Why did you decide to become a freelancer?

There’s a sad necessity to it! Permanent roles are highly competitive and it can be a struggle for people with my lived experience to obtain one. Freelance projects often come to fruition because an organisation is looking for a different or outside perspective.

But mainly it’s about the beauty of flexibility. Being an autistic individual, having control over my own schedule and the ability to decide what work I do and when is an incredibly valuable thing for managing my disability.

What would you say are the benefits of working in a museum consultancy rather than in a museum?

As mentioned, freelancing and consultancy is great for management of your time, tasks and work/life balance.

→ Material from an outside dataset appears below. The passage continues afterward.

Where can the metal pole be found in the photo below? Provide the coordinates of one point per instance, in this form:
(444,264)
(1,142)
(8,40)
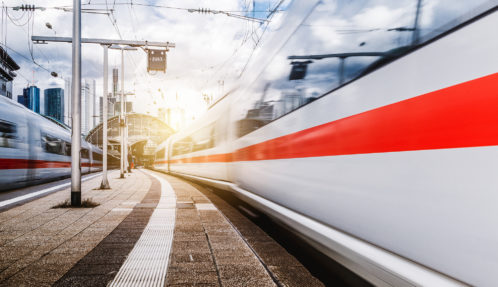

For me, though, a key benefit is it allows you to be selective in what you work on, who you work for and how you approach your work.

As a freelancer you are not contractually bound to projects you don’t agree with or partners you have an ethical problem with.

It is hugely important to me to be able to work according to my own ethical compass.

How has the cost of living affected freelancing in the sector?

I am only just starting out so find it difficult to assess. I know the cost of living is limiting the scope of my opportunities since I lack the funds to really travel around and move for temporary work.

What skills do you think are most important for freelance or consultancy work?

I think adaptability is the main transferable skill or ability. Having an interest in multiple topics and angles is vital, and those multiple perspectives are a huge benefit to museums and organisations hiring freelancers.

It is a sad reality that the sector tends to attract the same kinds of people from the same kinds of backgrounds. Freelancer opportunities open up the sector to other perspectives, e.g. I am autistic and can bring my outside-the-box thinking and lived experience of an alternative neurotype to museum work and interpretation.

What do you wish someone had told you about being a freelancer?

That it’s okay to say “No!”

I’m a highly ambitious person and have a tendency to push myself to work hard. In many ways, driven by my life and lived experience, I feel like I’m playing catch up.

While the time management and self-control of freelancing are two of the benefits, it rather requires you having the ability to say “No!” and give yourself that time and space to rest and recover between jobs. This is particularly important if you are working in potentially triggering or emotionally sensitive areas of culture and heritage.

What should museums be doing to support the wellbeing of freelancers in the sector?

The value of freelancers to the sector is that ability to get people with wildly different lived experiences and have them put together projects, displays and exhibitions which broaden our interpretation and diversify collections. It is simultaneously an improvement of the quality and depth, and improvement of access to, our cultural capital to the wider population.

Provide more small opportunities to freelancers and you’ll get massive improvements in your museums.

Just be brave and dare to do something different.